Siapapun kita, khususnya yang pernah menikmati Ramadan di kampung halaman pada waktu kecil dulu, sulit untuk dilupakan. Umumnya yang paling kita kenang buka dan sahur bersama keluarga.
Namun, terlepas kebersamaan dengan keluarga, tentu ada momen-momen paling kita rindukan.
Sebagaimana saya yang lahir di kampung, Ramadan menjadi bulan "bermain" bagi segala kegembiraan yang tercipta bersama teman-teman.
Bahkan Ramadan, bisa bisa dikatakan momen paling krusial untuk melahirkan permainan yang penuh canda dan tawa, yang bahkan diselingi oleh kenakalan-kenakalan lumrah untuk anak sebaya saya waktu itu; seperti sengaja terlambat tarwih, main dulu, nanti ketika Imam di rakaat terakhirnya baru saya dan teman-teman masuk masuk, agak tak berlama-lama shalat tarwih.

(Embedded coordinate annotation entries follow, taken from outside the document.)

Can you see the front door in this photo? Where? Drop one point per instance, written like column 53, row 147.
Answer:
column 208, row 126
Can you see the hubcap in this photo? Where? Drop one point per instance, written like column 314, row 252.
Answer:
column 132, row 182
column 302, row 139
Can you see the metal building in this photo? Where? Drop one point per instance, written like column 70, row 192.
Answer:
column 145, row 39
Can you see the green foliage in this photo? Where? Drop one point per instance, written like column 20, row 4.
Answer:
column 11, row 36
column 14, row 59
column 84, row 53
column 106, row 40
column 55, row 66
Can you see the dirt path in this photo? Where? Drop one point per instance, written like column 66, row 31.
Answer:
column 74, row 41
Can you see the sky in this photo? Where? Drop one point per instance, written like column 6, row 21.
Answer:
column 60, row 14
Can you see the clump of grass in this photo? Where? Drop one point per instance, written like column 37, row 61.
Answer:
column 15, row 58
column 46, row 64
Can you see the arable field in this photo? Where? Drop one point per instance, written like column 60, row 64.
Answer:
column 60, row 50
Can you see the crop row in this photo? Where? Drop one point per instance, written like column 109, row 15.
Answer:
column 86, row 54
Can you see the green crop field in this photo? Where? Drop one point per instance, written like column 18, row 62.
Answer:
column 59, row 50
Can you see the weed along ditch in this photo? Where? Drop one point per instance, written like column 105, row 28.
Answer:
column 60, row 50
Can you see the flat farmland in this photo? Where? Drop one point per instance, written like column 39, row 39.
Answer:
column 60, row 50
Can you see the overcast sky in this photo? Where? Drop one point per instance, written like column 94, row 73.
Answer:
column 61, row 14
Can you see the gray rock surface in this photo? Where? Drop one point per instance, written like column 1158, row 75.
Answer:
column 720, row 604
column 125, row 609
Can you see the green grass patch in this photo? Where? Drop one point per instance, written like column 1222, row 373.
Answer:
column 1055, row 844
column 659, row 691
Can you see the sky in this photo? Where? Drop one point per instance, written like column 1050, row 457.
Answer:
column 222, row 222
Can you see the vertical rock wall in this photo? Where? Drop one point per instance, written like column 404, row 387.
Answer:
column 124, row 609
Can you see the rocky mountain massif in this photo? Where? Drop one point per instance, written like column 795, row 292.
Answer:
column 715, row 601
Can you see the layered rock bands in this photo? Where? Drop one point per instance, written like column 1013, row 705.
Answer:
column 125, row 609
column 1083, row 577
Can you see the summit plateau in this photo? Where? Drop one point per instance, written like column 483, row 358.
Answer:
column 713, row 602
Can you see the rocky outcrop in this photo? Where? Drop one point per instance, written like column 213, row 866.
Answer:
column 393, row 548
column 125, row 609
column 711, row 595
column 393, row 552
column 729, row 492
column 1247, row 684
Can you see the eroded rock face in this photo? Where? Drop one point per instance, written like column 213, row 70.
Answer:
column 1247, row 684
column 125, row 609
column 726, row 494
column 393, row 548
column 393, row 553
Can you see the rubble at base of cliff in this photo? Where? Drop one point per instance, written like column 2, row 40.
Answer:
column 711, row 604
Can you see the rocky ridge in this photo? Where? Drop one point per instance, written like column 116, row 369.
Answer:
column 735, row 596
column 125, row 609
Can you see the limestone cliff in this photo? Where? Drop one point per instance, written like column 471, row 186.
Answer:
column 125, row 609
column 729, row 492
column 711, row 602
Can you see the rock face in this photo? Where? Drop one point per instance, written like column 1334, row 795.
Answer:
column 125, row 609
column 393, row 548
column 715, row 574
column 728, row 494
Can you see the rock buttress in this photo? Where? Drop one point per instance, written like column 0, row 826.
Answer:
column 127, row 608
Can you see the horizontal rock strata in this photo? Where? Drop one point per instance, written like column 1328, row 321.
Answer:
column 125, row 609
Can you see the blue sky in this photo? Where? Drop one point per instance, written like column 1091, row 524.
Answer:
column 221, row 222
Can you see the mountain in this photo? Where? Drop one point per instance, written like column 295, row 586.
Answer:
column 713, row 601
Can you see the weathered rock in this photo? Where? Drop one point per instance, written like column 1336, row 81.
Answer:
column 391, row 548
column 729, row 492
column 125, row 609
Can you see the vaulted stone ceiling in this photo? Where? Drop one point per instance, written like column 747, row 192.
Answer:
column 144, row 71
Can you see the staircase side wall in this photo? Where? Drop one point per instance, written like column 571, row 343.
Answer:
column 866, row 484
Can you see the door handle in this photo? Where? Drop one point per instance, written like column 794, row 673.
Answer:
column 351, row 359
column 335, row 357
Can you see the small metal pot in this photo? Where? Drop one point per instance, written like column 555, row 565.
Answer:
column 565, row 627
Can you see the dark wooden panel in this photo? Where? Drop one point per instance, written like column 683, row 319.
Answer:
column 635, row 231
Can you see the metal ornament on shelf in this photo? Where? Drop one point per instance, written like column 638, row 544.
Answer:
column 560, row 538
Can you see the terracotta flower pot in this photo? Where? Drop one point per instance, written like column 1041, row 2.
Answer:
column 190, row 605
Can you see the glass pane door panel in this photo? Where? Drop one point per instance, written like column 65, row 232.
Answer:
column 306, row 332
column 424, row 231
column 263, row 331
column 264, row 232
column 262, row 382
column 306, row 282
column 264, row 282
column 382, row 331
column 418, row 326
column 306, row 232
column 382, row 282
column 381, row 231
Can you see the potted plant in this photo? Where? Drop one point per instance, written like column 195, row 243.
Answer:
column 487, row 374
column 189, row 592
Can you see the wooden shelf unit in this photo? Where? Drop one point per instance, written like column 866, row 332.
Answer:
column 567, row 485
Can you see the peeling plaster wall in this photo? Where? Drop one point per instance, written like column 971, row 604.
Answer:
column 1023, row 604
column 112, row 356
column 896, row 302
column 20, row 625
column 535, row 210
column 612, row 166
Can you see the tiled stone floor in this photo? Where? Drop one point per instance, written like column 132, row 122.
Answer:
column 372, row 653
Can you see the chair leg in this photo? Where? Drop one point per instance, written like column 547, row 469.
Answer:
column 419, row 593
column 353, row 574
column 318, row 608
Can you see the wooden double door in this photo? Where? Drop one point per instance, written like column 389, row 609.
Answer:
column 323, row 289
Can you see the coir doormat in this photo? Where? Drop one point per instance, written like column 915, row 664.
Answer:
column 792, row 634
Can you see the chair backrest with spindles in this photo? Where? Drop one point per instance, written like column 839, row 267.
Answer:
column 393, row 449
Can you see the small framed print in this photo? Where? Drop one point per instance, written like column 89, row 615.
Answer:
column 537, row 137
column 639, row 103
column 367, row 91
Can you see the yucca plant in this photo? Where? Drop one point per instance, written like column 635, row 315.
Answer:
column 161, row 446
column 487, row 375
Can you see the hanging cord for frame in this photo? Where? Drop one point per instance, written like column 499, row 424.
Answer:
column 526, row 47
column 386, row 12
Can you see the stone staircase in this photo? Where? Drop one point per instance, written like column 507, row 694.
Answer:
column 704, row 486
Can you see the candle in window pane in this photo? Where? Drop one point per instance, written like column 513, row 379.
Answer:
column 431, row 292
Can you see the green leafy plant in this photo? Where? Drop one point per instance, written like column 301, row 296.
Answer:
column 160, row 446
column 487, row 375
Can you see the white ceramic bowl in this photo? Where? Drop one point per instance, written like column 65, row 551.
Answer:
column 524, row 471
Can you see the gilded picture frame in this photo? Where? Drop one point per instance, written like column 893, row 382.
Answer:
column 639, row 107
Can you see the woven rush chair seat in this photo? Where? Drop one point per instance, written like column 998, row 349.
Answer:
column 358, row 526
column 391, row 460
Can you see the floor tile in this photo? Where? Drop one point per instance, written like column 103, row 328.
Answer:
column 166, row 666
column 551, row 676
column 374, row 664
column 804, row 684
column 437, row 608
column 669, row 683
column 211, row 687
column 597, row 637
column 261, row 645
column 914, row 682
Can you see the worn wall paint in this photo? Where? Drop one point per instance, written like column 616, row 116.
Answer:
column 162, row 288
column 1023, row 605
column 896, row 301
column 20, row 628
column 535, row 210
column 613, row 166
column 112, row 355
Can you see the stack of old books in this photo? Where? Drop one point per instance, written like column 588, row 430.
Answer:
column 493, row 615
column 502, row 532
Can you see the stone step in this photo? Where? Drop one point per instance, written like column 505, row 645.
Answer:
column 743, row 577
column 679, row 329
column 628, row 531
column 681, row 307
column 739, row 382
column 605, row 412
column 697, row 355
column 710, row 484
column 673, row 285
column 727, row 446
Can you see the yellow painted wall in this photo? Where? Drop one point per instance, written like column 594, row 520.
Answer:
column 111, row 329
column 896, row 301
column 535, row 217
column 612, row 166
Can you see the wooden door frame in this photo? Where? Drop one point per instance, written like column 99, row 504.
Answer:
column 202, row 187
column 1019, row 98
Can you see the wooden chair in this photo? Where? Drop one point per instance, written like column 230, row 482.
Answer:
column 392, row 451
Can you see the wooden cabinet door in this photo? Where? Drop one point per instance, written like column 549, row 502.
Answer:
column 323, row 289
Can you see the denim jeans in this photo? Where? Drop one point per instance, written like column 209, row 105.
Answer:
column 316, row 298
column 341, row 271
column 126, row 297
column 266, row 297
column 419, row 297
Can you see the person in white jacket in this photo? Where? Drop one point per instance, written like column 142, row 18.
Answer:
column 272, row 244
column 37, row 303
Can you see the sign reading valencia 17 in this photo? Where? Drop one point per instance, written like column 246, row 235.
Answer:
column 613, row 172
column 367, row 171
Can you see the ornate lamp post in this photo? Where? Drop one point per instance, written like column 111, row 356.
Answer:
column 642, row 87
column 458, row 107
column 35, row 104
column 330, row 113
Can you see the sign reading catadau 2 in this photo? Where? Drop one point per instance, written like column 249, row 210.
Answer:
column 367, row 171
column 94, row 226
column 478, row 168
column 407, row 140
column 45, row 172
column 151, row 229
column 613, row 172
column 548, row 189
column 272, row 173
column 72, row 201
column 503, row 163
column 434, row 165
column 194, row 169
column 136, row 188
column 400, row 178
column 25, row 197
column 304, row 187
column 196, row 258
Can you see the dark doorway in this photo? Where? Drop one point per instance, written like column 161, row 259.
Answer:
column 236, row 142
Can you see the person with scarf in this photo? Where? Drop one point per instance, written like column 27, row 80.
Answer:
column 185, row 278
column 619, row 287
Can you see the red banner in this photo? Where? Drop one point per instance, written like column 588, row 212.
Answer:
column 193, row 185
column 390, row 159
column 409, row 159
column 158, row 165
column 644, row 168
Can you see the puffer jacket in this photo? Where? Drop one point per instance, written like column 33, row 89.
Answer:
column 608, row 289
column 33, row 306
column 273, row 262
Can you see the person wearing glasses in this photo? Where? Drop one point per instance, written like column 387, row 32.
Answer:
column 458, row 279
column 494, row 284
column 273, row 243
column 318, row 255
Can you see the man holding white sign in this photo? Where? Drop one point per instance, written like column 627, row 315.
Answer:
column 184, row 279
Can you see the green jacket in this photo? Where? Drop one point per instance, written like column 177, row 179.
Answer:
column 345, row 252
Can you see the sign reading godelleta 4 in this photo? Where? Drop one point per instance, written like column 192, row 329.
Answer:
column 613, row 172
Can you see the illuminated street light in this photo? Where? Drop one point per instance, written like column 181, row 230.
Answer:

Tapi itulah anak-anak, dalam hal ini saya di Ramadan kampung saya.
Mengingat Ramadan pada kala itu, belumlah "secanggih" sekarang yang bisa diisi oleh game-game di Smartphone, di kampung saya setiap kali Ramadan ada semacam pasar dadakan, yang dominasi jualannya itu adalah mainan, seperti yo-yo, gasing yang punya lampu, dan walkman yang beterainya, beterai ABC. hehe.
Walkman itu bisa saya dapatkan dengan harga 15.000 rupiah saja, saya atau teman-teman saya yang punya walkman pada masa itu telah menjadi barang mewah. Walau hanya frekuensi radio yang bisa kita dengarkan.
Padahal, sudah ada televisi. Namun entah mengapa walkman menjadi barang nyentrik bagi anak-anak ketika dapat mempunyainya.
Lagu-lagu yang diputar di radio sebenarnya sangat jarang yang mengudarakan lagu anak-anak, akan tetapi ketika headsetnya (yang punya fungsi sebagai antena juga) ketika saya telah memasangnya di telinga, lalu saya membawanya ke masjid di malam tarwih, kami anak-anak sudah merasa sangat keren di hadapan teman-teman perempuan yang juga datang shalat tarwih.
Walkman dan Ramadan masa kecilku, telah menjadi satu harmoni untuk saya kenang, ketika nantinya saya ceritakan kepada anak cucu saya.